I requisiti per poter ottenere un titolo in sanatoria in zona vincolata da un punto di vista paesaggistico sono disciplinati dall’art. 167 del D.Lgs 42/2004. Vediamo quali sono i casi per i quali è possibile richiedere e ottenere una sanatoria paesaggistica.

Sanatoria in zona vincolata … dicasi “Accertamento della Compatibilità Paesaggistica”.

sanatoria in zona vincolata accertamento di compatibilita paesaggistica

Ecco svelato l’arcano!

Inutile dire, che, in zona vincolata, è tutto un po’ più difficile.

E penso che sia normale.

Le zone sottoposte a vincolo paesaggistico meritano un grado di attenzione e tutela diverso dalle zone non riconosciute meritevole di pregio.

Vediamo quali sono i requisiti necessari che le opere realizzate in assenza di autorizzazione paesaggistica devono avere affinché ne venga accertata la compatibilità paesaggistica.

Il termine corretto è l’Accertamento della Compatibilità Paesaggistica delle opere realizzate in assenza di Autorizzazione Paesaggistica

Facciamo un po’ di chiarezza sulla terminologia.

Con il termine sanatoria si indicano, generalmente, tutte le richieste derivanti dai vari condoni edilizi.

A volte, però, in modo più generico, si tende a chiamare anche l’accertamento di compatibilità paesaggistica come “sanatoria in zona vincolata“.

Confusione a parte, in questo articolo tratteremo solo dell’accertamento della compatibilità paesaggistica.

La trattazione delle autorizzazioni paesaggistiche nell’ambito del condono edilizio è un po’ complessa perché figlia di tanta giurisprudenza che meriterà una trattazione a parte.

Torniamo all’accertamento della compatibilità paesaggistica.

Accertamento della Compatibilità Paesaggistica e Accertamento della Conformità Urbanistica

Prima distinzione:

L’accertamento della conformità urbanistica è diverso dall’accertamento della compatibilità paesaggistica.

L’accertamento della conformità urbanistica è un procedimento di natura edilizio-urbanistica, disciplinato dall’art. 36 del DPR 380/2001 “Testo Unico dell’Edilizia”, che permette di richiedere un permesso di costruire per sistemare delle opere eseguite in assenza dei dovuti titoli.

L’accertamento della compatibilità paesaggistica è un procedimento di natura paesaggistica, disciplinato dall’art. 167 del D.Lgs. 42/2004 “Codice dei Beni Culturali e del Paesaggio”, che permette di richiedere un’autorizzazione paesaggistica ex post, per opere minori (e tra poco vedremo quali caratteristiche devono avere) in zone sottoposte a vincolo paesaggistico.
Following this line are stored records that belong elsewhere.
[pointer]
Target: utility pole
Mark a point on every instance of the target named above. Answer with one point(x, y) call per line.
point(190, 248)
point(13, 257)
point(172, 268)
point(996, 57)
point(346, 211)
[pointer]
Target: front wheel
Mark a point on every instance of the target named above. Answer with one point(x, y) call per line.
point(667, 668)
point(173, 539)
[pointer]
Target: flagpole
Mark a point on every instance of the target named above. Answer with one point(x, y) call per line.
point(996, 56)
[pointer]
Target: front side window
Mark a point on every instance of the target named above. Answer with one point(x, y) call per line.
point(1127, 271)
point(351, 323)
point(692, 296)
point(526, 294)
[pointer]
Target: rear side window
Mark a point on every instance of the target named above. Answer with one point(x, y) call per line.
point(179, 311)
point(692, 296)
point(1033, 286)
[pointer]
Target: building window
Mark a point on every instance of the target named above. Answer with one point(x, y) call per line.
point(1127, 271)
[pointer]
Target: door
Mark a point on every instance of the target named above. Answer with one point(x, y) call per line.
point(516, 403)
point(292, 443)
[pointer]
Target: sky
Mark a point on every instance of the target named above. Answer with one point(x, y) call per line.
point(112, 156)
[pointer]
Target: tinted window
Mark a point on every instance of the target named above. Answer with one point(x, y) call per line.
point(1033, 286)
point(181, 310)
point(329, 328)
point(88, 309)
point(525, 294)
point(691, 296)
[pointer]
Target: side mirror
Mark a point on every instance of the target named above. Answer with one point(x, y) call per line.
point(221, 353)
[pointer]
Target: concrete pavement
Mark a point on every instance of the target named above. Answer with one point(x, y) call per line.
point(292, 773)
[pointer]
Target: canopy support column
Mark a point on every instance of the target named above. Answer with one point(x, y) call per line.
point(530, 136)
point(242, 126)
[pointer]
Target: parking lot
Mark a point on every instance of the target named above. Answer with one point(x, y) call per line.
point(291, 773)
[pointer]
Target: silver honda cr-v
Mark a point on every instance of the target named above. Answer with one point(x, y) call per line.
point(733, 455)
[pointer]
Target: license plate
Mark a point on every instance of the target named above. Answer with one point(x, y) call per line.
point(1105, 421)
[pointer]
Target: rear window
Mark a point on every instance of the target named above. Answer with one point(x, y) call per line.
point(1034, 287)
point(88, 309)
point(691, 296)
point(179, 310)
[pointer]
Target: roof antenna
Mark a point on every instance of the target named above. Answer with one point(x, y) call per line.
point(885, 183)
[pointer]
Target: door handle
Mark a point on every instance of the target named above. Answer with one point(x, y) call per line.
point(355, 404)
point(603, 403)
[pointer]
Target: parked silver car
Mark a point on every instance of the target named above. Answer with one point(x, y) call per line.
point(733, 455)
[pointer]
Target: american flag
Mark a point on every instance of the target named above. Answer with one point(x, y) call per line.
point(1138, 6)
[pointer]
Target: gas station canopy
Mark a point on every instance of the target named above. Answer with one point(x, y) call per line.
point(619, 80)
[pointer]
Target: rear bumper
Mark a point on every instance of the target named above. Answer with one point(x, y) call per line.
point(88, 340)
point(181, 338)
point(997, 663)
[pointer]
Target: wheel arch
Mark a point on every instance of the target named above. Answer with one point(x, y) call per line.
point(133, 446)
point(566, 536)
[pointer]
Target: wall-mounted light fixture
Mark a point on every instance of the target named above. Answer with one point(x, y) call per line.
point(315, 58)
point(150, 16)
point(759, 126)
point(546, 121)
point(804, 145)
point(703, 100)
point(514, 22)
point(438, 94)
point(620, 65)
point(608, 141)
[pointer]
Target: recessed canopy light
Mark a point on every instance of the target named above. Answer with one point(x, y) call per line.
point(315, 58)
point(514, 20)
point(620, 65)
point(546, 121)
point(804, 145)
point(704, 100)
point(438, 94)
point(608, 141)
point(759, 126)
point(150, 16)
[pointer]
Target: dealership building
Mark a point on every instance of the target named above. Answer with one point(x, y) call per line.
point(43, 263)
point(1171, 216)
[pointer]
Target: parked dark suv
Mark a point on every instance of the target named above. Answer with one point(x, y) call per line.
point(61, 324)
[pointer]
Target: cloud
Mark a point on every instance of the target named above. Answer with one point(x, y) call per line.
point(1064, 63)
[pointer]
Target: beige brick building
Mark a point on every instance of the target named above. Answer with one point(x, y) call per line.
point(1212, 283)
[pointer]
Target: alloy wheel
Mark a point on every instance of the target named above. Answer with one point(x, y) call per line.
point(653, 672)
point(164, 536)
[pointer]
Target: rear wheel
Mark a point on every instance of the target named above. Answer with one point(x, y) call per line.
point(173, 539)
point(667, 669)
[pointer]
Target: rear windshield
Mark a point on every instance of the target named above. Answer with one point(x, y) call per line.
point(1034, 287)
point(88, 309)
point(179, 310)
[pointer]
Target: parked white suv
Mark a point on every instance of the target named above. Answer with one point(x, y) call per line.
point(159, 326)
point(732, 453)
Quindi mentre il primo, l’accertamento della conformità urbanistica, è finalizzato ad ottenere una sorta di sanatoria solo sotto il profilo edilizio-urbanistico, il secondo, l’accertamento della compatibilità paesaggistica, valuta le opere realizzate in assenza di autorizzazione solo sotto il profilo paesaggistico (generalmente dopo che sono anche conformi sotto il profilo edilizio!).

Generalmente sono due domande diverse rivolte a due uffici differenti; e vengono emessi due provvedimenti differenti.

Ma l’argomento di questo post è la sanatoria in zona vincolata, quindi l’accertamento della compatibilità paesaggistica e ora ci concentriamo su quello.

Accertamento della Compatibilità Paesaggistica ai sensi dell’art. 167 del D.Lgs. 42/2004

Come abbiamo detto, l’articolo che disciplina la possibilità di richiedere un’autorizzazione paesaggistica dopo che le opere sono già realizzate è l’articolo 167 del D.Lgs. 42/2004 “Codice dei Beni Culturali e del Paesaggio”, per gli amici semplicemente “Codice”.

Più precisamente ci troviamo nella

  • Parte quarta
    • Titolo I
      • Capo II
        • Articolo 167

del Codice.

Riporto integralmente l’articolo 167, e poi vediamo su quale comma concentrarci.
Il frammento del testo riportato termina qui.